The aggregate() method returns a dictionary. If you know you're only returning a single-entry dictionary you could use .values()[0].

In Python 2:

total_paid = Payment.objects.aggregate(Sum('amount')).values()[0]

In Python 3, (thanks @lmiguelvargasf) this will need to be:

total_paid = list(Payment.objects.aggregate(Sum('amount')).values())[0]

The end result is the same as @jproffitt's answer, but it avoids repeating the amount__sum part, so it's a little more generic.

In Python 3:

You can solve it by converting the dict_values to a list:

total_paid = list(Payment.objects.aggregate(Sum('amount')).values())[0] or 0 # the or 0 is required in case the query is an empty query set.
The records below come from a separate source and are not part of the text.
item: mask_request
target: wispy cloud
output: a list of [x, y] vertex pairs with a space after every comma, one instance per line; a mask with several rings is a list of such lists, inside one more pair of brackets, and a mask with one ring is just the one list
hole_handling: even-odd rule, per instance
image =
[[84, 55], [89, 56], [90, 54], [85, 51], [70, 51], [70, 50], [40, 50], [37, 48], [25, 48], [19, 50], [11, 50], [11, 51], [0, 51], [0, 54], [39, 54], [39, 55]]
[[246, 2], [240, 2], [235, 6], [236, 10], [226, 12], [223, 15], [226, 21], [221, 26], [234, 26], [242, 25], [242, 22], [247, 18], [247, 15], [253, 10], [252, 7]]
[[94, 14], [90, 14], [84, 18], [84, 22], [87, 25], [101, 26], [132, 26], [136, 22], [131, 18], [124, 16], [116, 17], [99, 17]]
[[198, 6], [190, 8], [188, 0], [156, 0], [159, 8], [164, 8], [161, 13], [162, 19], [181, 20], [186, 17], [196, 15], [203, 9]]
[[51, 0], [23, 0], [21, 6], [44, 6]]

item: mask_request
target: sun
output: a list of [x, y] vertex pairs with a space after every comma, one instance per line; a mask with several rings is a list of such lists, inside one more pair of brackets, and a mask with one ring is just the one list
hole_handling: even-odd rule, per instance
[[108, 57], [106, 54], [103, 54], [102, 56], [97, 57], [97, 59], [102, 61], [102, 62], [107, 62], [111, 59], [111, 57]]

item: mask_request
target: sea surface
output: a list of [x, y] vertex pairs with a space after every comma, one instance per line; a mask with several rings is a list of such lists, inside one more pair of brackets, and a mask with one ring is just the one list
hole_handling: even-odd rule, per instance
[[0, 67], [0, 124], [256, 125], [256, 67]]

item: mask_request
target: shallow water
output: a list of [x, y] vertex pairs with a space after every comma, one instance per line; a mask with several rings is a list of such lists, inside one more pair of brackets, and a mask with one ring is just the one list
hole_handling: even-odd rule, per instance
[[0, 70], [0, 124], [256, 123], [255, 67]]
The previous code avoids using 'column_name__sum' as key, but in case you prefer the dictionary way:

total_paid = Payment.objects.aggregate(Sum('amount'))['amount__sum'] or 0

In terms of efficiency, I made a test with some data I have, and it seems that using the dictionary key is faster:

In [9]: %timeit total = Pledge.objects.filter(user=user, group__isnull=True).aggregate(Sum('amount'))['amount__sum'] or 0
3.13 ms ± 25.1 µs per loop (mean ± std. dev. of 7 runs, 100 loops each)

In [10]: %timeit total = list(Pledge.objects.filter(user=user, group__isnull=True).aggregate(Sum('amount')).values())[0] or 0
3.22 ms ± 61.1 µs per loop (mean ± std. dev. of 7 runs, 100 loops each)

In terms of readability, I think that @mehmet's solution is the best one, and I have also test its efficiency:

In [18]: %timeit Pledge.objects.filter(user=user, group__isnull=True).aggregate(sum=Sum('amount'))['sum'] or 0
3.22 ms ± 124 µs per loop (mean ± std. dev. of 7 runs, 100 loops each)

Give it a name and then ask for it:

total_paid = Payment.objects.all.aggregate(sum=Sum('amount'))['sum']

Should be little more readable, and there is no need for conversion.